Ronnie Dunn - "Bleed Red"
By: Matt Bjorke
With a career that’d be the envy of many artists and in fact rivals that of stars like McGraw, Gill and Jackson (doesn’t that sound like some sort of Book Company or law firm?), Ronnie Dunn certainly has nothing to prove as the main voice of the popular two-decade of hit making act Brooks and Dunn. In fact, he could’ve simply packed up, headed to the nearest beach and relaxed. And yet, return he does, with the release of his first post-B&D solo single (he released two lower charting singles for a small label in the 80s).

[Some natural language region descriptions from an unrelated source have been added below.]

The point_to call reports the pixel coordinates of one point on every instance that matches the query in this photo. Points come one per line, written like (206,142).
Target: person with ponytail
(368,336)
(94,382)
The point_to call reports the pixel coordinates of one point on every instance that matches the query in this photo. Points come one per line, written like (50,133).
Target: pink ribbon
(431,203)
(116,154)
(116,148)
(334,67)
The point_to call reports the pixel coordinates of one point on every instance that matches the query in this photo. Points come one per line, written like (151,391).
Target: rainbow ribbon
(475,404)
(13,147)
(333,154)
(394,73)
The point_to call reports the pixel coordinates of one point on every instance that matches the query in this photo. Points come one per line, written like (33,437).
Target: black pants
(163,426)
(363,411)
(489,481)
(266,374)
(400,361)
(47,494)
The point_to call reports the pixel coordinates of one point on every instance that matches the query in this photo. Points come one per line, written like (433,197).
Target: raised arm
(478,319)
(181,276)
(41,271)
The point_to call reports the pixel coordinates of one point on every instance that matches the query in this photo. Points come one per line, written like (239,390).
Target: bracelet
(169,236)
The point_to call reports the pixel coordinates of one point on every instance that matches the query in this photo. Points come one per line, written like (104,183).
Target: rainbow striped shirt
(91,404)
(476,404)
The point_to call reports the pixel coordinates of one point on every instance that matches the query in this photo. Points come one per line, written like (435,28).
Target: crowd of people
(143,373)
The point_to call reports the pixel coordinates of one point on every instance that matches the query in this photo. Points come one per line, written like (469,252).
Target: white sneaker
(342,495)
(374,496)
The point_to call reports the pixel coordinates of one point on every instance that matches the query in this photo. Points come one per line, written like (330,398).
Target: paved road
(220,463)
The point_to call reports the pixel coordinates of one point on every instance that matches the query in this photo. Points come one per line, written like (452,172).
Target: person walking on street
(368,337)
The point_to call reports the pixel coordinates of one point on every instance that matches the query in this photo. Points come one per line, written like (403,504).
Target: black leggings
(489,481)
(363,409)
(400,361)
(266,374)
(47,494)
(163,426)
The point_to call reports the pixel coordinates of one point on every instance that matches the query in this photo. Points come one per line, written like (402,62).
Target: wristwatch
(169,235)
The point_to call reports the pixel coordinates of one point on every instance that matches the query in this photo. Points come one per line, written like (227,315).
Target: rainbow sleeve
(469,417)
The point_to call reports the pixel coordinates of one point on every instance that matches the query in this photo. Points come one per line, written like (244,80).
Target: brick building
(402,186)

Written by Tommy Lee James and Andrew Dorff, “Bleed Red” (Listen Here)is exactly as the press release suggested, it’s a powerful ballad with a message of inclusiveness and forgiveness. The melody kicks off with soft piano notes and then evolves into a melodic cascade of power balladry that, quite frankly, will not be loved by everyone who hears it but if people get passed themselves and the melody and really listen to the lyrics, I think that “Bleed Red” is the kind of song that can get people to at least think about their differences with others and – to steal a political term – reach across the aisle and work together to not only get along, but to get real hard things done.
Yes, the melody is big. Yes, the production probably could’ve been toned down a notch. Yes, there are other songs currently in the country music world (current hits even) that have similar melodic arcs. All of that is true yet this song – like “Believe” – has a passionate vocal delivery from one of the finest male vocalists in country music, it has a great lyrical message that really doesn’t ‘beat you over the head’ and that melody is darn pretty, even if twang is nowhere to be found in the song outside of Ronnie Dunn’s voice.
For people looking for a song that didn’t sound like a Brooks and Dunn song, this is an obvious and striking departure for the band and it’s one that’s sure to have its share of critics but even after a dozen or so listens as I am writing this review (at 2 am on Sunday, the day of it’s release), I cannot help but really like this song, an amazing feat in itself for if you were to go back in time to around 1999 and asked me who my least favorite country music artist was, I’d have said Brooks & Dunn. One more feeling I have about this song is how it will be (or at least an attempt will be made) to co-opt the song for political rallies throughout the country, particularly during the 2012 presidential campaign.
Whatever the end uses for this song, it’s certainly an impressive ‘true debut single’ from Ronnie Dunn and one that should have him getting immediate and continued airplay on country radio, after all he is the singer of some forty Top 10 hits and undoubtedly one of the biggest stars.